Be over prepared. In a bag, take your hair & makeup basics (your makeup artist may get in a car crash on the way in). Take three different shoe options (their stylist could have gotten the wrong size). Take a nude, white and black bra and a strapless bra & underwear. Take nylons & lotion. Bring a slimmer for dresses. Bring a hand towel! (you may break a sweat getting into a tight outfit, and you need to come out of that fitting room perfect).
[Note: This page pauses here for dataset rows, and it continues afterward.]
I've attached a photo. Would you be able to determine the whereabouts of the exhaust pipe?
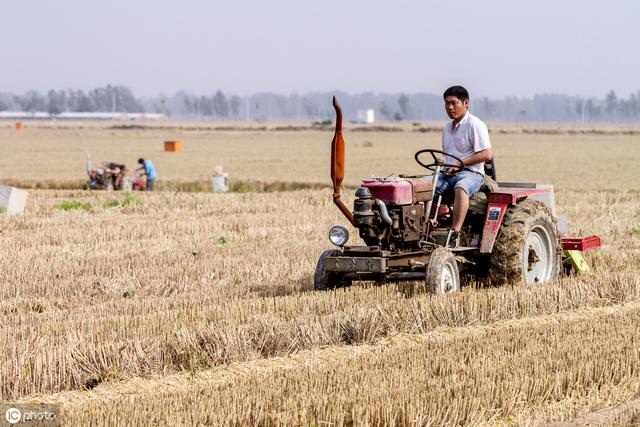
[331,96,356,227]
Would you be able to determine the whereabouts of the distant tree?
[229,95,242,119]
[23,91,47,112]
[0,97,11,111]
[74,90,96,112]
[212,90,229,118]
[380,101,393,120]
[197,96,213,116]
[604,90,618,115]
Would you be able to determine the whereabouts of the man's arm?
[444,148,493,176]
[461,148,493,166]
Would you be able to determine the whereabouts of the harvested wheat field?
[0,122,640,426]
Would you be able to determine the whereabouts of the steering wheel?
[415,148,464,172]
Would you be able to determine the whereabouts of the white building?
[358,108,376,125]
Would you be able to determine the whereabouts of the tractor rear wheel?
[426,248,460,294]
[489,200,562,285]
[313,249,351,291]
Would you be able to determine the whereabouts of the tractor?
[314,97,601,294]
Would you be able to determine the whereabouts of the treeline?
[0,85,640,123]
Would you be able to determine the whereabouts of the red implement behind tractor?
[314,98,600,294]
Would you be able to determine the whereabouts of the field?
[0,124,640,426]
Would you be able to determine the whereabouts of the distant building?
[0,111,166,121]
[358,108,376,125]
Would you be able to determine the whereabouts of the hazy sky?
[0,0,640,98]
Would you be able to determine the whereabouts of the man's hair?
[443,86,469,101]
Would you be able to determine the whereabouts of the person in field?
[436,86,493,247]
[137,158,158,191]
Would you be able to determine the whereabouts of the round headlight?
[329,225,349,246]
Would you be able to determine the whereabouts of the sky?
[0,0,640,98]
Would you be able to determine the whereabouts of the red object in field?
[562,236,602,252]
[362,180,413,205]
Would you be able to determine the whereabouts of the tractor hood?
[362,176,432,205]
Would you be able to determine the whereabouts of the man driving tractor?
[436,86,493,248]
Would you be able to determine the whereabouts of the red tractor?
[314,97,600,294]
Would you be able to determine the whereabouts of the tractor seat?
[469,175,498,215]
[442,159,498,215]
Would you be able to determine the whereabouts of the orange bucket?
[164,141,182,153]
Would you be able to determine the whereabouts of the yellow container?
[164,141,182,153]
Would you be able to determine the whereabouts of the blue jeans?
[436,170,484,197]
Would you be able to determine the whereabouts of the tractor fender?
[480,184,556,254]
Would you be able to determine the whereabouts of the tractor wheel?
[489,200,562,285]
[313,249,351,291]
[426,248,460,294]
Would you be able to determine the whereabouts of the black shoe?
[446,230,460,249]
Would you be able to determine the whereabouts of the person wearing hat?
[137,158,158,191]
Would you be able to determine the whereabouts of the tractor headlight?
[329,225,349,246]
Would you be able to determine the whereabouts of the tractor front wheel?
[426,248,460,294]
[313,249,351,291]
[489,200,562,285]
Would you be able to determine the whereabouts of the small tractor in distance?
[314,97,601,294]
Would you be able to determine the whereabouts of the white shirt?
[442,111,491,175]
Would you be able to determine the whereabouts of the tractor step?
[562,236,602,252]
[562,236,602,273]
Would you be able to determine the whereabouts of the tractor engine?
[353,177,431,250]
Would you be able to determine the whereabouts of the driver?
[436,86,492,248]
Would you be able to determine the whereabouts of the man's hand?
[444,166,460,176]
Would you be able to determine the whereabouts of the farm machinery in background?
[314,97,601,294]
[87,155,145,191]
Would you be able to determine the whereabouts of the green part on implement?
[564,250,589,273]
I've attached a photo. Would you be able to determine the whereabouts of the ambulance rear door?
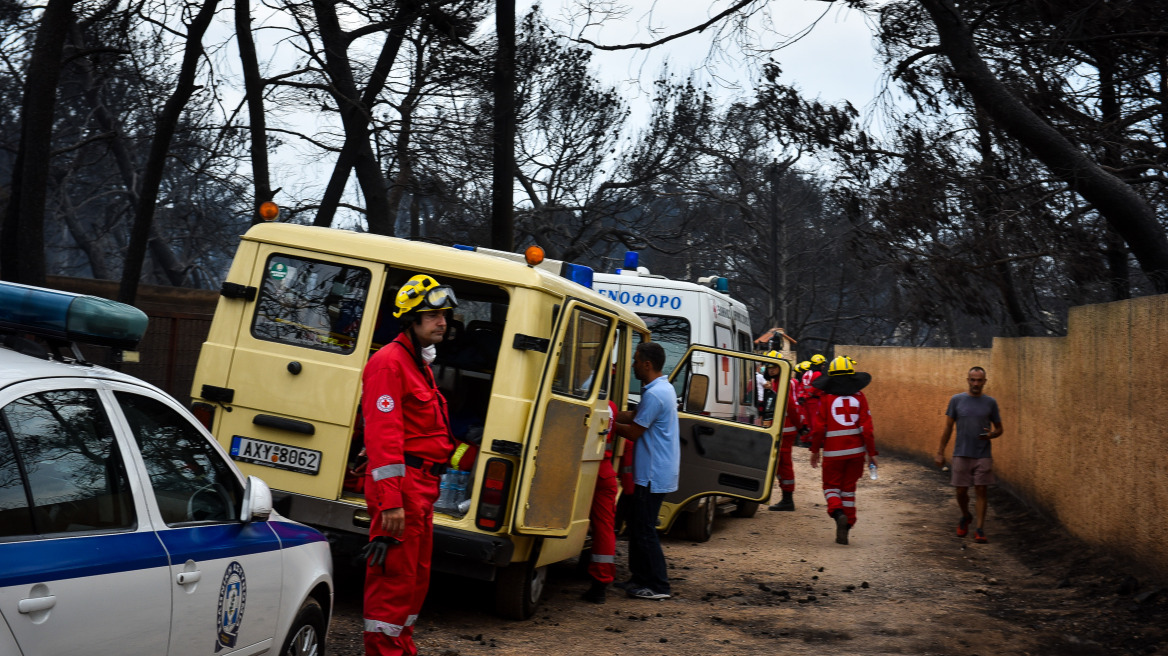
[513,300,618,540]
[660,344,791,528]
[203,243,385,500]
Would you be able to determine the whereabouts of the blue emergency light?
[0,282,150,350]
[621,251,640,271]
[559,261,592,289]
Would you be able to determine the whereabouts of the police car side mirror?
[239,476,272,522]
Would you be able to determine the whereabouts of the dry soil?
[329,449,1168,656]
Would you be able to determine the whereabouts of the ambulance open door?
[659,346,791,528]
[514,301,617,540]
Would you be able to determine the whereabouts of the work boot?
[766,491,795,510]
[580,581,609,603]
[832,510,851,544]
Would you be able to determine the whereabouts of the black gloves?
[361,536,402,567]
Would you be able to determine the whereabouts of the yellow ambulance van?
[192,224,786,619]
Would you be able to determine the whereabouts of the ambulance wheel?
[684,496,718,542]
[731,500,758,517]
[280,598,326,656]
[495,560,548,620]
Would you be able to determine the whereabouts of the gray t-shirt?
[945,392,1002,458]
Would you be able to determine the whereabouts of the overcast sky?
[537,0,881,117]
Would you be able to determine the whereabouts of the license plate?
[231,435,320,476]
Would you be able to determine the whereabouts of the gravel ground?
[329,449,1168,656]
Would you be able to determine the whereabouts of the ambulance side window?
[251,254,371,354]
[0,390,138,535]
[551,308,611,398]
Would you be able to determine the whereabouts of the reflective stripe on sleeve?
[823,446,867,458]
[366,617,403,637]
[373,465,405,480]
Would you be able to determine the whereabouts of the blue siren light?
[0,282,150,350]
[562,261,592,289]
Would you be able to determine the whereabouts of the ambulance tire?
[730,498,758,517]
[683,496,718,542]
[495,560,548,620]
[279,596,327,656]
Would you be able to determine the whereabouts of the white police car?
[0,282,333,656]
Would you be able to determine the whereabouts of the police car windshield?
[628,314,690,395]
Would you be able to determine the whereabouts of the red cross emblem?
[832,397,860,426]
[377,395,394,412]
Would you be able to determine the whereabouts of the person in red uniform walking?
[763,351,804,510]
[800,354,827,446]
[811,356,880,544]
[361,275,458,656]
[583,400,620,603]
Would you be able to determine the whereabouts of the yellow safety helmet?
[827,355,856,376]
[394,273,458,317]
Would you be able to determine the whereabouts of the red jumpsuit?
[799,369,823,441]
[811,392,880,526]
[361,333,454,656]
[778,386,805,491]
[588,402,619,585]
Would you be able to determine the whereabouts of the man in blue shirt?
[933,367,1003,543]
[616,342,681,599]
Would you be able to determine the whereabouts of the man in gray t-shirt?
[933,367,1003,543]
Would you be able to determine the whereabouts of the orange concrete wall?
[835,294,1168,579]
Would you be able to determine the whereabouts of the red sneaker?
[957,515,973,538]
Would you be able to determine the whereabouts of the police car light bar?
[0,282,150,350]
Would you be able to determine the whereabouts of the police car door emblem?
[215,560,248,651]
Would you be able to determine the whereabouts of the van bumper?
[430,524,515,581]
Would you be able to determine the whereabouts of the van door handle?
[16,594,57,615]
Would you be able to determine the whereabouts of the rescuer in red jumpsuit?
[361,275,458,656]
[583,400,620,603]
[763,351,805,510]
[800,354,826,442]
[811,356,878,544]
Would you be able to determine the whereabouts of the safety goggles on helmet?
[827,355,856,376]
[394,274,458,317]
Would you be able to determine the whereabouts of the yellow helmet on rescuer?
[827,355,856,376]
[394,273,458,317]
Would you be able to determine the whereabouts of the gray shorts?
[950,455,997,488]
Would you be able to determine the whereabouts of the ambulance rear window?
[251,254,373,354]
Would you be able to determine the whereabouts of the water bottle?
[434,472,456,512]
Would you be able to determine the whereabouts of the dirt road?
[329,449,1168,656]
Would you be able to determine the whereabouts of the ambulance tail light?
[474,458,514,531]
[190,402,215,431]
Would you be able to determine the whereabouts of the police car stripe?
[267,522,328,549]
[0,531,169,587]
[158,522,280,563]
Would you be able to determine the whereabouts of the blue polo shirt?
[633,376,681,493]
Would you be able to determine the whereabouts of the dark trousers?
[628,486,670,594]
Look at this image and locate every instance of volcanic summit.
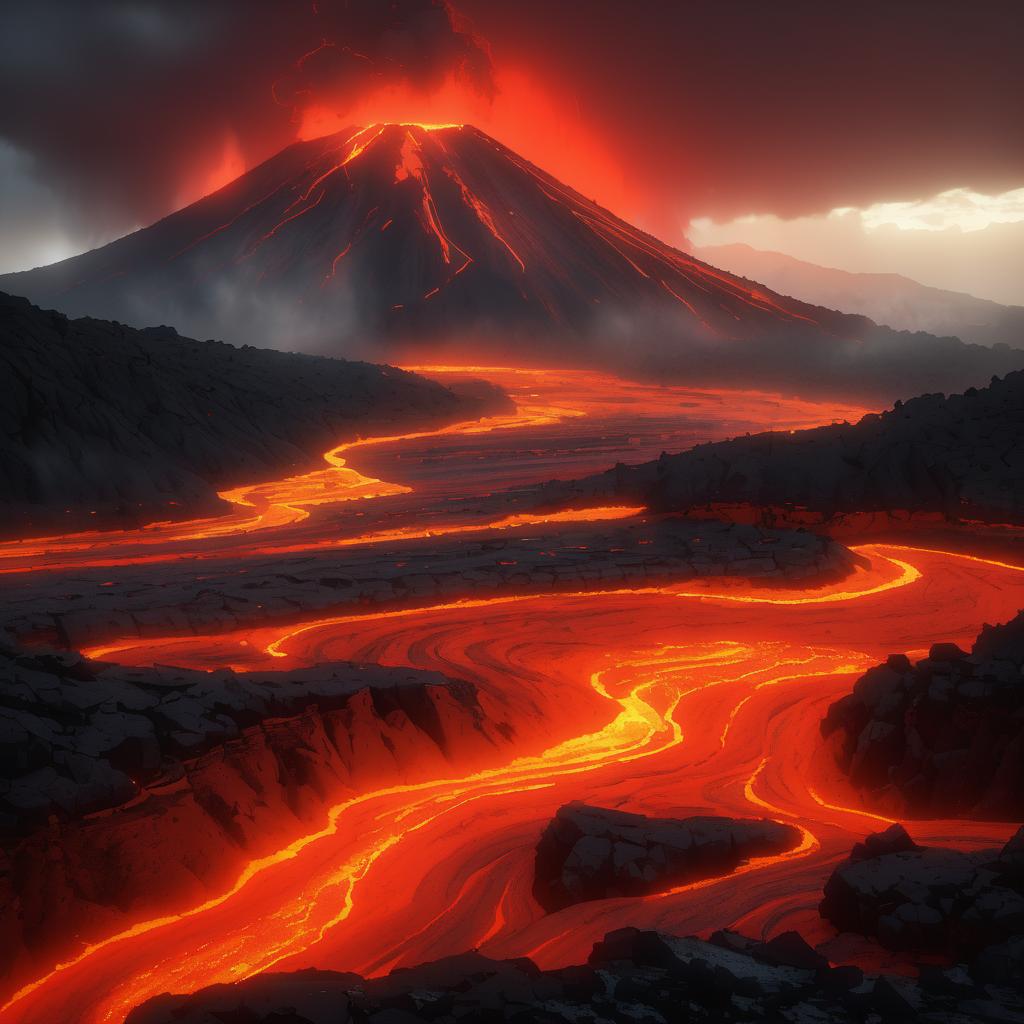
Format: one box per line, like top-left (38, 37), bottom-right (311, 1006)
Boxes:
top-left (0, 124), bottom-right (846, 350)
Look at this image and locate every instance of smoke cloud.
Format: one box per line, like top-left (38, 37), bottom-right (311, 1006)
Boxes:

NEVER FORGET THAT YOU ARE BEING JUDGED

Chandra for Kiyonna in LA

I cannot tell you how many times I have overheard the photographer, art director, makeup artists and stylist talking about who they liked and did not like. Everyone gets a say if you return or not. Always be on your best behavior, always get there at LEAST 15 mintues early, and always have a smile on your face.

GETTING PAID

Yes, you will be nickeled and dimed to death. Yes, it will be unfair. Yes, everyone, even the top models in the world, always somehow have to pay courier fees, online fees, and a mysterious Misc. fee. on top of the percentage the agency takes. You can respectfully inquire about them, but do not piss and moan. If you become high maintenance, they will “encourage” the client to go with this great “fresh face” newbie. You have to determine what its worth to you to work. I do not take bookings less than half days anymore. Its just not worth it to me, personally. Also, if you work overseas, expect at least SIX MONTHS before you get paid. If its for the Germans, maybe even longer!

EXPANDING YOUR LOOK

Chandra for Momu in Spain

The first agency you sign with is your principal agency or “mother” agency. Heffner is now my “mother” agency (I started at a smaller agency and moved on after my contract was up). The mother agency always take a cut (10%) of what other agencies book me for. There are good and bad issues around this. Bad: some agencies will not rep you as well as other, because they dont get the full cut. If a client is trying to decide between you and another model, where they get the full 20%, you will loose out every time. Agents really do have a lot of power in helping clients decide which model to use – so remember to always be on and dressed to impress when visiting your agent. Don’t forget to send your agents small holiday gifts, cards, etc.

When a secondary agency does book you, it can be directly with you or through your mother agency. Good: I like having heffner, because they are always someone I can call. I have a good relationship with my primary booker and I can call her if anything bad happens on the job, no matter what – even if its not their booking.

Chandra Chase

Heffner Comp Card - Chandra Chase

It is NOT taboo to get other agencies on your own. But, I would always, out of respect, speak to you primary agent about it first. Say, “I am getting the itch to travel, I would like to do it modeling if I could, I have heard ________ agency is good, can we send them my stuff?” One of the BEST PLUS MODELS IN THE WORLD (I love to brag about her) said to me: make a digital portfolio CD of your book, and always have a lot of copies ready, and when you hear about a good agency, send it off with a letter introducing yourself, with all your contact info and experience.

MODELING AGENCIES

If you are just starting out, I would go to an agency like Options Model Management in Portland or Seattle Model’s Guild (SMG) in Seattle. These agencies do work with a lot of the same clients as the Top Tier agencies, but its in a different capacity. OptionMM and SMG book a lot of the “smaller jobs”, typically the hourly and lower end jobs. For example, your first job may be one outfit at Fred Meyers. Which is PERFECT if you are just starting out. And, the clients know this and are more willing to help you learn, then expecting you to be great right off the bat.

Agencies like Heffner, Ford Plus, Willy Plus, Hugh Plus, LOOK, and Brigitte are Top Tier agencies; requiring twice the hourly rate, and can book LARGE jobs like a catalog shoot out of the country – on location. I can safely say, it would have been much harder, or even a NO, if I went to one of these top agencies right off the bat. To be a model here means you are a professional. Its important to get your feet wet with smaller clients and work your way up. HOWEVER, you can be “just that good” and walk into a large agency and BLOW THEM AWAY! More power to you, if you do!